Después vino el giro opuesto. El viernes 17, tras el anuncio iraní de que Ormuz volvía a quedar abierto al tránsito comercial durante la tregua, el Brent se derrumbó 9,07% y cerró en US$ 90,38, mientras el WTI cayó 11,45% hasta US$ 83,85. Fue la mayor baja diaria de ambos contratos desde el 8 de abril, en una señal de que el mercado empezó a desarmar parte de la prima de riesgo acumulada durante las dos semanas previas.
Pero debajo de ese alivio financiero siguió latiendo otro problema. Un análisis de Reuters advirtió que el mercado físico del petróleo viene mostrando una tensión mucho mayor que la reflejada por los futuros: el Brent físico para entrega en el noroeste de Europa llegó a negociarse en torno a US$ 120 por barril y el crudo Forties del Mar del Norte rozó los US$ 150. Esa divergencia sugiere que la reapertura parcial de Ormuz alivió expectativas, pero no resolvió la escasez inmediata de barriles disponibles.

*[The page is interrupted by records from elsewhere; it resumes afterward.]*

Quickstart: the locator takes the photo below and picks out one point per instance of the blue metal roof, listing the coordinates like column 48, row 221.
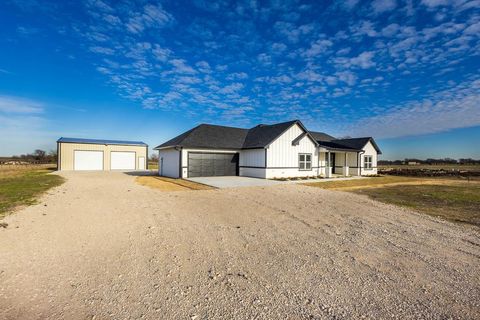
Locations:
column 99, row 141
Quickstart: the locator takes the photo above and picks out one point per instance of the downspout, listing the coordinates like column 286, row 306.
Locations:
column 58, row 156
column 318, row 161
column 180, row 171
column 360, row 165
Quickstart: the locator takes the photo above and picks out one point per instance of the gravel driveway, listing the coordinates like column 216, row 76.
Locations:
column 102, row 247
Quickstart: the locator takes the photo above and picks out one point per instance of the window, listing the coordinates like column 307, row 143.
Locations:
column 305, row 161
column 367, row 163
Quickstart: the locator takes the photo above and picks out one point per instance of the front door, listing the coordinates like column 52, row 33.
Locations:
column 332, row 161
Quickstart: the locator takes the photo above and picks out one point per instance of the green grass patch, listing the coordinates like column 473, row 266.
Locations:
column 364, row 182
column 23, row 187
column 456, row 202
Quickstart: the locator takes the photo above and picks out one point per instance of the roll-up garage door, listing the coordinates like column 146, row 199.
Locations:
column 122, row 160
column 87, row 160
column 203, row 164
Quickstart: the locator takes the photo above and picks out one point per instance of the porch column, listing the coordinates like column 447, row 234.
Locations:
column 345, row 166
column 328, row 169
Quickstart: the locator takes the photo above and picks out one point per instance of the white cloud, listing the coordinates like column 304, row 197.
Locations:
column 381, row 6
column 349, row 4
column 102, row 50
column 457, row 107
column 10, row 104
column 318, row 47
column 151, row 17
column 435, row 3
column 181, row 66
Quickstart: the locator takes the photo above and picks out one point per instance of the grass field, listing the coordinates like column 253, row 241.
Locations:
column 21, row 185
column 452, row 199
column 433, row 167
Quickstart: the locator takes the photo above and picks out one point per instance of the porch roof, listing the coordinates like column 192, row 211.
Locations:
column 332, row 146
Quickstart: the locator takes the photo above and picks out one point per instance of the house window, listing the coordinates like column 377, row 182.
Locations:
column 305, row 161
column 367, row 163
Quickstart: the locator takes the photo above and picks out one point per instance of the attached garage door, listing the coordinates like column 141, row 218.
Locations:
column 201, row 164
column 122, row 160
column 87, row 160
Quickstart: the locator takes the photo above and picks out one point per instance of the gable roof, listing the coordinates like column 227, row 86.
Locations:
column 209, row 136
column 358, row 143
column 321, row 136
column 100, row 141
column 262, row 135
column 222, row 137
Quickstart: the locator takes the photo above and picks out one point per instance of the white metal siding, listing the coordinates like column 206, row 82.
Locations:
column 122, row 160
column 252, row 158
column 66, row 152
column 169, row 162
column 87, row 160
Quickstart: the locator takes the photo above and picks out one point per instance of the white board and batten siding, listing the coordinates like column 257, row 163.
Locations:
column 185, row 152
column 252, row 163
column 282, row 156
column 369, row 151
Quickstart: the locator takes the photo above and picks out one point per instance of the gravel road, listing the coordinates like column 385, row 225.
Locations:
column 102, row 247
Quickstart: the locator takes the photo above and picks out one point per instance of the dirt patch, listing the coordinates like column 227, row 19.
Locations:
column 168, row 184
column 106, row 247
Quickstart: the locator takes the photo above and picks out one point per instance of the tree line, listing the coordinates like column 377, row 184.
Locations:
column 431, row 161
column 37, row 156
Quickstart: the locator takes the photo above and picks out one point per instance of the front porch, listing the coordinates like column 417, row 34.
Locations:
column 339, row 163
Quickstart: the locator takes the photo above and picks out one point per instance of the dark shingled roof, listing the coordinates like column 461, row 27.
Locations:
column 209, row 136
column 221, row 137
column 99, row 141
column 262, row 135
column 357, row 143
column 321, row 136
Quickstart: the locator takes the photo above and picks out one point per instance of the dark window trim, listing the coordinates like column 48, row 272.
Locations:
column 365, row 162
column 305, row 161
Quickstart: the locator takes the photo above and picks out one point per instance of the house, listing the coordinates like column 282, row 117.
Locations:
column 94, row 154
column 279, row 150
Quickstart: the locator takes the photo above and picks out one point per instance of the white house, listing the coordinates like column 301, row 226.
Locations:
column 280, row 150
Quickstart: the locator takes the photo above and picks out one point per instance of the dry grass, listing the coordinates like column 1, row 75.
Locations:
column 452, row 199
column 363, row 183
column 460, row 167
column 169, row 184
column 21, row 185
column 8, row 171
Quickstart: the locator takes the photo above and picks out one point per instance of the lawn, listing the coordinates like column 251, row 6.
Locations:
column 22, row 185
column 452, row 199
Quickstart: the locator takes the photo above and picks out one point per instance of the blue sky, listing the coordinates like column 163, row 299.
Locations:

La decisión iraní de volver a poner el estrecho bajo control militar estricto reabrió esa incertidumbre apenas 24 horas después. Reuters informó este sábado que hubo disparos reportados por buques, nuevas advertencias iraníes y más dudas sobre la continuidad del tránsito. Como los mercados ya habían cerrado tras la fuerte caída del viernes, el impacto pleno de esta nueva restricción todavía no quedó plasmado en una cotización de cierre, pero sí reinstaló el riesgo de otro rebote brusco en el precio del crudo.
Lo que deja esta secuencia es una señal más amplia: el precio del petróleo ya no responde solo al volumen efectivamente disponible, sino a la percepción de cuánto puede durar cada escalada y cuán creíble resulta cada tregua. En ese marco, Ormuz volvió a demostrar que no hace falta un cierre prolongado para sacudir al mercado: alcanza con que la amenaza reaparezca para que el precio vuelva a quedar a merced de la guerra.